Following the death of a four-month-old after returning from the protests at Shaheen Bagh, the apex court has taken suo moto cognizance of the issue. A letter to the Chief Justice by 12 year old national bravery award winner Zen Gunratan Sadavarte appeals for a ban on participation of minors in protests and agitations. The court has scheduled a hearing.
Right to be heard
Zen cannot be denied her right to raise an issue and be heard. While she is exercising her right, there are certain deeper issues which also need to be taken into consideration. One, Zen herself has won the award for saving several lives during a fire at an apartment in Mumbai in 2018. She was a minor then, and is still a minor now. Her life was also at risk when she engaged in this courageous act. But can we say that children must not be allowed to remain in the vicinity of a burning place? Protesting children also engage in acts of bravery by standing up against the state, just as Zen did. How is Zen’s action courageous and award-winning, but that of some other Muslim child seditious? The protesting child is also trying to save the lives and future of her people. This is not to belittle Zen’s extraordinary courage. The argument being put across is that valour must not be viewed differently across caste, class, and religious lines.
Right to protest
The second issue is that the women of Shaheen Bagh are protesting because it is them and their children who are more likely to be rendered stateless once NRC/NPR/CAA is/are implemented. They do not have an option other than carrying their children along to the protest sites. They are too poor to be able to afford a private day care facility. The fault also lies in the nature of our public infrastructure where there are no affordable facilities for childcare as well as healthcare. The crisis is structural and women or parents are not to be blamed alone. Also, the sexual division of labour in the family is such that the onus of taking care of children is entirely upon women. Men need not take children anywhere along. If children are not allowed on protest sites, it would relegate women to the household. It would mean that women cannot go out at all! It infringes upon their rights to equality and protest.
Celebrated child icons
Greta Thunberg became a global environmental activist at the age of 17. Malala Yousafzai was a child icon who fought for girls’ right to education. There have been several children who have risen up to fight for a cause – young climate activists like the eight-year-old Licypriya or eleven-year-old Ridhima Pandey. How do education and climate change become more legitimate issues for which children can stand up? Moreover, who decides what is fit for children and what not? Why the class bias in the selection of issues? Why is statelessness, a major existential crisis, not worthy enough for children to talk about?

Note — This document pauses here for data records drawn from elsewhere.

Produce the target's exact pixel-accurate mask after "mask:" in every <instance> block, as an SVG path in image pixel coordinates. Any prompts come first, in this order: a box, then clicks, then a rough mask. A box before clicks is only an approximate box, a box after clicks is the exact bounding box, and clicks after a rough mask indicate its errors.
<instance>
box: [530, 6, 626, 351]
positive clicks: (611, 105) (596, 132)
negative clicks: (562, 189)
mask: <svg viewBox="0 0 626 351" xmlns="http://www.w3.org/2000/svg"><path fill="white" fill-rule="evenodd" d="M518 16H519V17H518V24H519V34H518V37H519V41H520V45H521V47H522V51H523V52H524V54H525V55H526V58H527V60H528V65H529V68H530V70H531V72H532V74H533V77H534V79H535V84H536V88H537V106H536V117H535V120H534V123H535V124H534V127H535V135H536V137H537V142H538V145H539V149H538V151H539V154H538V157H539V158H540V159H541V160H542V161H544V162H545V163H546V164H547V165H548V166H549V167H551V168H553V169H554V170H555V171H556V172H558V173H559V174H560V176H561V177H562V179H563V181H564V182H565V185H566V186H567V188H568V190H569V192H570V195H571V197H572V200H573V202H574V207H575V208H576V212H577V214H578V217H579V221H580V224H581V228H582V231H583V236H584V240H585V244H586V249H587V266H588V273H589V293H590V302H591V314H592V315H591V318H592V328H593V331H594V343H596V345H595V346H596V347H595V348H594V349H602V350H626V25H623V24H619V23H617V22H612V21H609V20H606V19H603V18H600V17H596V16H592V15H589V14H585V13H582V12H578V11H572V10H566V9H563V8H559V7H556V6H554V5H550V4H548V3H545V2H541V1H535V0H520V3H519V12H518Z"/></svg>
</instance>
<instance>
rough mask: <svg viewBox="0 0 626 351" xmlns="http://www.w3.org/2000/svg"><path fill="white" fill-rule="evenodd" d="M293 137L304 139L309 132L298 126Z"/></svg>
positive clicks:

State brutality against children
What does the court have to say about the police brutalities on protesting children in UP? Is there a message being sent out that if children come out to protest, they will be abused and tortured in detention? If anything, courts must take suo moto cognizance of such abominable behaviour by police and take action against them. Under no circumstances can the state become so repressive. The police has not shown an iota of mercy or shame in torturing minors. Why does that not become a serious issue?
For women from the marginalized sections, there is little choice but to take to the streets with their children accompanying them. Rani of Jhansi went to the battlefield with her child; the women of Shaheen Bagh are also fighting a battle for their own existence against a repressive state. While care must be taken not to indoctrinate children with extremist ideas and hatred, there is no harm in informing them of what lies ahead for them as well as their families. It is the moral responsibility of parents not to make them engage in violence and yet strongly make their point because their futures are also at stake. In any case, debarring children from protest sites is also.